What I said in my last e-mail (which you probably haven't gotten to yet)
is similar to this case. On it's own Slurm wouldn't propagate resource
limits, but that as been added as a function. In your case, Slurm has
functionality built into it where you can tell it to use PAM. With this
functionality built into Slurm and enabled like you have done, Slurm
would bypass PAM.
This is similar to SSH, where you can enable the UsePAM feature.
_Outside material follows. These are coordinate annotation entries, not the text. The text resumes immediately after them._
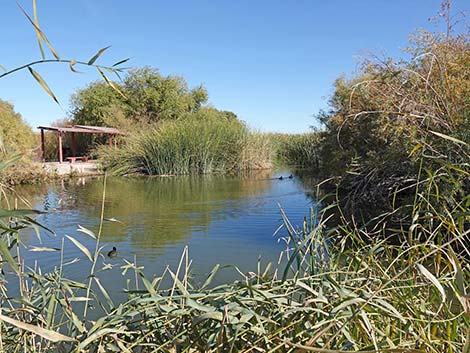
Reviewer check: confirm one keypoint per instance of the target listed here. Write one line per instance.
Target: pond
(222, 219)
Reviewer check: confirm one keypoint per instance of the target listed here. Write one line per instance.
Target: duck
(113, 252)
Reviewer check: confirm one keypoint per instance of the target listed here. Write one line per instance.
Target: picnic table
(74, 159)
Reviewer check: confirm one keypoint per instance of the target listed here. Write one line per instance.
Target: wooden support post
(43, 146)
(60, 147)
(74, 145)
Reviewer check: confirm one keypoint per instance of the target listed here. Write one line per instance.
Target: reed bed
(190, 145)
(300, 150)
(333, 290)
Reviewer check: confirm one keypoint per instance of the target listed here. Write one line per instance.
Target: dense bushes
(397, 122)
(300, 150)
(144, 96)
(15, 135)
(203, 142)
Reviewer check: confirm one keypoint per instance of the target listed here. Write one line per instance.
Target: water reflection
(223, 219)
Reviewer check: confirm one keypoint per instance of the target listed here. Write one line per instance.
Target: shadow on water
(222, 219)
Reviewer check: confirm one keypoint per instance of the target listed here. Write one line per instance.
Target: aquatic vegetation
(332, 291)
(200, 143)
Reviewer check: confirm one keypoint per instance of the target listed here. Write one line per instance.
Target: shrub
(204, 142)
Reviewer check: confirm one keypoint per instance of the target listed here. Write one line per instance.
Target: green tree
(16, 136)
(147, 97)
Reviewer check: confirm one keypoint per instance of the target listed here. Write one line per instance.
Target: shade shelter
(72, 130)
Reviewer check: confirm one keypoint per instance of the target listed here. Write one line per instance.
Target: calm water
(225, 220)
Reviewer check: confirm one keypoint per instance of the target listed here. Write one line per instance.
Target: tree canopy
(147, 96)
(15, 134)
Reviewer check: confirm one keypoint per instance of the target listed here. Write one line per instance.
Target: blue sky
(273, 63)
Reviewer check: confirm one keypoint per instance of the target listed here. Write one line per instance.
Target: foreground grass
(336, 290)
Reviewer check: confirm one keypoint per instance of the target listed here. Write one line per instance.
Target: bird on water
(113, 252)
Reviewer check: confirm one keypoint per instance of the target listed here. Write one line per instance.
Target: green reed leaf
(43, 84)
(97, 55)
(38, 330)
(7, 256)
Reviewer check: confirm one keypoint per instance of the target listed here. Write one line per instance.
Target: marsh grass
(332, 291)
(299, 150)
(189, 146)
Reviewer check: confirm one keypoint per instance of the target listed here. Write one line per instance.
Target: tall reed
(189, 145)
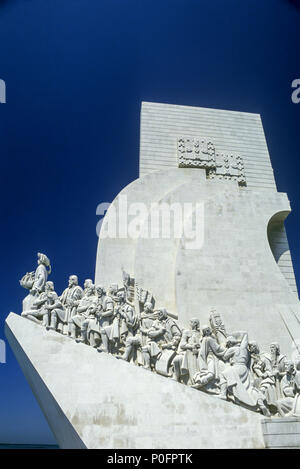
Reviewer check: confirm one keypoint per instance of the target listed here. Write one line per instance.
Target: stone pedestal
(93, 400)
(281, 433)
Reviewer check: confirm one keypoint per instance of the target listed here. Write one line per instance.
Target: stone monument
(188, 337)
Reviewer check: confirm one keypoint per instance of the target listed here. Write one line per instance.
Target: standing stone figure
(186, 363)
(209, 354)
(103, 319)
(88, 317)
(76, 320)
(235, 379)
(289, 405)
(275, 365)
(163, 336)
(124, 327)
(218, 327)
(69, 299)
(35, 281)
(43, 305)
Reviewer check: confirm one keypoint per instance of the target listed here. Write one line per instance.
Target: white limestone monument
(189, 335)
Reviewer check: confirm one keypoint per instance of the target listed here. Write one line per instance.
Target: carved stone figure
(186, 363)
(209, 354)
(163, 339)
(97, 328)
(86, 319)
(235, 378)
(87, 283)
(218, 327)
(43, 305)
(275, 365)
(289, 405)
(35, 281)
(124, 327)
(82, 313)
(69, 299)
(208, 360)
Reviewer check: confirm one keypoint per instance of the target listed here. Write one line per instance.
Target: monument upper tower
(242, 267)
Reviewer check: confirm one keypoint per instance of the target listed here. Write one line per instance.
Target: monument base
(93, 400)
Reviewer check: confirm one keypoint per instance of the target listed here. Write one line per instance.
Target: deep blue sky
(76, 72)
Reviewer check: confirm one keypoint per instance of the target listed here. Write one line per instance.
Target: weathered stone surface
(281, 433)
(93, 400)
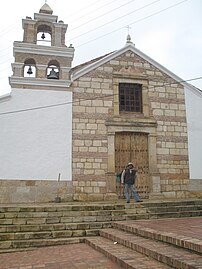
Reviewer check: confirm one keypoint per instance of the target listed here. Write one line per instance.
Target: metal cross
(128, 27)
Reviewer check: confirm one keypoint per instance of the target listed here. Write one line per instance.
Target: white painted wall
(36, 144)
(194, 124)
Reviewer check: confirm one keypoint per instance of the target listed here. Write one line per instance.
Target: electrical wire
(87, 99)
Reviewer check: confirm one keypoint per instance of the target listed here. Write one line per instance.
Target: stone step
(170, 214)
(182, 241)
(176, 208)
(47, 234)
(160, 251)
(123, 256)
(168, 203)
(53, 207)
(10, 246)
(53, 227)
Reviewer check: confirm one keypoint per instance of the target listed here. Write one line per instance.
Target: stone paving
(81, 256)
(75, 256)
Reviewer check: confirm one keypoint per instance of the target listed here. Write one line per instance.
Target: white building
(36, 118)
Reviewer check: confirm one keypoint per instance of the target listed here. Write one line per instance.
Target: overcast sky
(169, 31)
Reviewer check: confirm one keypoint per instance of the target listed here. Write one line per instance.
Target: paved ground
(81, 256)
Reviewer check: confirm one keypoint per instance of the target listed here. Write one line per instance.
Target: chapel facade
(125, 107)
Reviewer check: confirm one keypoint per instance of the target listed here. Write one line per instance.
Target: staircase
(132, 246)
(30, 226)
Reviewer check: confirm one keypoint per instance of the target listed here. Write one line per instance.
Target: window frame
(130, 97)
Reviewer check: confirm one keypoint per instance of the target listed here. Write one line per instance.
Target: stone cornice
(22, 81)
(129, 123)
(21, 47)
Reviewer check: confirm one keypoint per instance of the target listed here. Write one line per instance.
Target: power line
(83, 100)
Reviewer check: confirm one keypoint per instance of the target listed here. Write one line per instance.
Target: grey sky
(169, 31)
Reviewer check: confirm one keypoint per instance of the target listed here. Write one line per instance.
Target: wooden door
(133, 147)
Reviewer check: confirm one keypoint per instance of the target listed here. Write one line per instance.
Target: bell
(53, 74)
(29, 71)
(43, 36)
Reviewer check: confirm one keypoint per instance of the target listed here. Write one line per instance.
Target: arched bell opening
(44, 35)
(29, 68)
(53, 70)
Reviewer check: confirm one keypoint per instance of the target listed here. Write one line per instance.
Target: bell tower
(42, 60)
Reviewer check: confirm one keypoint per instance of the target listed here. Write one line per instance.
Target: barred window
(130, 97)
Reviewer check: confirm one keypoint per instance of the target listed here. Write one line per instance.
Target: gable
(131, 48)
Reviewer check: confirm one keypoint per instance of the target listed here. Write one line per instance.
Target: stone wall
(95, 103)
(34, 191)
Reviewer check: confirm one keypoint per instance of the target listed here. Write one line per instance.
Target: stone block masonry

My reading of the documentation for PropagateResourceLimits, I think
Slurm looks at the limits in the actual environment when the job is
submitted, not in /etc/security/limits.conf via PAM. In my previous
e-mail, I provided a method to test this, but haven't tested this
myself. Yet.
Prentice
On 4/29/21 12:54 PM, Ryan Novosielski wrote:
It may not for specifically PropagateResourceLimits – as I said, the docs are a
little sparse on the “how” this actually works – but you’re not correct that
PAM doesn’t come into play re: user jobs. If you have “UsePam = 1” set, and
have an /etc/pam.d/slurm, as our site does, there is some amount of interaction
here, and PAM definitely affects user jobs.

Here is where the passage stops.